I notice how finches bend delicate
dandelion stalks to get at the seeds.

I notice how the cat sniffs the air
before she ventures outside.

I notice the oak sheds more & more leaves
& how the wind whirls them into patterns.

I notice the sun
rises later each morning.

I know that soon the sun will reverse track.
I know that one day I will not be here to see that happen.

But let it be known
here was another man who noticed things.

Rereading Ted Hughes' Crow

The man of theory... no longer wants to have anything entire
with all the natural cruelty of things: to such an extent has the
habit of optimism softened him.
- Nietzsche

It ends with the Lord of Carrion masterful
in a world of silence.

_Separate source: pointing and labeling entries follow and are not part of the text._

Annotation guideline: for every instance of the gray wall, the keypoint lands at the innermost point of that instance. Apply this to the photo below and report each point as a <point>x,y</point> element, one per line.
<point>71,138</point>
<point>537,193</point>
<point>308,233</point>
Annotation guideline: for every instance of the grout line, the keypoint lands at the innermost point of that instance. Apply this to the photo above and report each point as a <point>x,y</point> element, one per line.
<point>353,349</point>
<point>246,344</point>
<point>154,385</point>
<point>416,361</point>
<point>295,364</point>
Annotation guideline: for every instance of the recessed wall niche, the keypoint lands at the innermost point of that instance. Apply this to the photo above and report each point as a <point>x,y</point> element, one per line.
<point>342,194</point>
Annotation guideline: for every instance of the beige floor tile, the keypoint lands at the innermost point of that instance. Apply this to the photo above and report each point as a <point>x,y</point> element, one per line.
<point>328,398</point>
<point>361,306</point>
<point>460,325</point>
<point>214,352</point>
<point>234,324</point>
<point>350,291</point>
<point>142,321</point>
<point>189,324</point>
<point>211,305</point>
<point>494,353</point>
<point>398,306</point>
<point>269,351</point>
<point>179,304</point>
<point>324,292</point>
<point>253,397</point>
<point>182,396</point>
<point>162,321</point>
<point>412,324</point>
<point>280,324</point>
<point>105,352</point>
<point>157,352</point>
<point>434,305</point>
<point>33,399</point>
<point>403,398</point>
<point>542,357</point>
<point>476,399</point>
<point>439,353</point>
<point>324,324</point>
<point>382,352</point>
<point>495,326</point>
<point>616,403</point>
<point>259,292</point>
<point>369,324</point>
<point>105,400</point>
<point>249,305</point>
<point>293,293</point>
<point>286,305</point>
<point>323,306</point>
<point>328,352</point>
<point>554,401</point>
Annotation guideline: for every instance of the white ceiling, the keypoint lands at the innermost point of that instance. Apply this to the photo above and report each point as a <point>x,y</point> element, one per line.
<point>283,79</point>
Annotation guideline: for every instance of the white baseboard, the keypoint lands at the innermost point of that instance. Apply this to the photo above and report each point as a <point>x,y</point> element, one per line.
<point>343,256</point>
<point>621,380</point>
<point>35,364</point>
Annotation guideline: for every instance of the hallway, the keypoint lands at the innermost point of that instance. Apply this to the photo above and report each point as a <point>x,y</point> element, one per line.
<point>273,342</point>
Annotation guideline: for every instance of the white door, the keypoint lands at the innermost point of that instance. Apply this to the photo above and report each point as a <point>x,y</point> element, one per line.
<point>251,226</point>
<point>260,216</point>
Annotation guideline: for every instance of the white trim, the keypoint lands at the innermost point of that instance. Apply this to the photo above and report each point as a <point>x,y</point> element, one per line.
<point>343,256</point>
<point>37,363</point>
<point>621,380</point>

Surely a contradiction
- stronger than Death? Maybe Hughes sees
Nature as collective, the individual simply
a brilliant loser. Nihilism proves a forceful
ideology. The linguistic gusto builds up
its own charge, anything is feasible - this
is no simple flirtation with existence. It
takes a while after leaving that blood, gut
& sewerage carnage for this reader to totter
back towards optimism. He's already on
the back foot for he knows reason unleashed
Robespierre.
OK the ranunculus
bursting through the soil is only after
spreading its own seed - as are we all.
But to this man of theory each shoot
promises pleasure. No! As an argument
against Crow, that also fails. Is it merely
a tui or a bee's search for nectar or pollen?
The spirit seeks more than the dead-end
that's Crow. But doubt remains predominant.